How we collect, clean, and analyze franchise data to produce the most comprehensive independent franchise intelligence available.
Official franchise disclosure documents filed with state regulatory agencies. We source FDDs from state filing portals (California, Minnesota, Wisconsin, Illinois, New York, and others), the NASAA Cooperative Filing Program, and direct franchisor submissions. Each FDD contains 23 disclosure items including fees, financial performance, litigation history, and unit counts.
U.S. Small Business Administration loan performance data for franchise-related 7(a) loans. This dataset includes loan amounts, approval dates, and default/status outcomes - the only objective, third-party measure of franchisee financial success at scale.
Multi-year unit count data from FDD Item 20, tracking openings, closures, transfers, and company-owned vs. franchised units over time. We maintain longitudinal records for 3,100+ brands spanning 2+ years.
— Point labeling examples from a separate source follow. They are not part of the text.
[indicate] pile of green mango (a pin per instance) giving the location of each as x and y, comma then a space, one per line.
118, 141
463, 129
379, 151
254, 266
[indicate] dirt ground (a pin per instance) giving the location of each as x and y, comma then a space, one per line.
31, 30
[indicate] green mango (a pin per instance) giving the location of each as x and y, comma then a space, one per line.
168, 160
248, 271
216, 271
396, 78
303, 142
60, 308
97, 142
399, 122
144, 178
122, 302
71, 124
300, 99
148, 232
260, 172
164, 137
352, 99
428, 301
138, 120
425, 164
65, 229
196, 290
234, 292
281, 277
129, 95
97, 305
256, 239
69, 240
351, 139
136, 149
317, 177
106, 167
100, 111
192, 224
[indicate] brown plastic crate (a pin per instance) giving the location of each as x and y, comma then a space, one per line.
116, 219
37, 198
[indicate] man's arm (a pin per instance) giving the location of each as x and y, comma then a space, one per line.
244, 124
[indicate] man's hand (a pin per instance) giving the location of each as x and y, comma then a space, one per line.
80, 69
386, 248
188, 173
Our corpus is updated weekly with new FDD filings from state regulatory portals. We prioritize extraction of brands with the most franchise locations and highest search interest. The SBA loan dataset is updated quarterly from public SBA data releases.
This is not legal or financial advice. FranchiseIQ provides data analysis and tools for franchise due diligence. We are not attorneys, accountants, or investment advisors. All investment decisions should be made with professional counsel.
Item 19 data is self-reported by franchisors. Not all franchisors include financial performance representations in their FDDs. When they do, the data reflects their chosen methodology, timeframe, and sample - which may be favorable to the brand.
Derived metrics are estimates. Cash-on-cash returns, payback periods, and implied EBITDA are calculated from reported data using standard formulas. Actual results vary significantly by market, operator, and timing.
SBA default rates reflect loan performance, not franchisee profitability. A low default rate means franchisees are generally able to service their debt - it doesn't mean they're generating strong returns. Conversely, some profitable franchisees may default for reasons unrelated to business performance.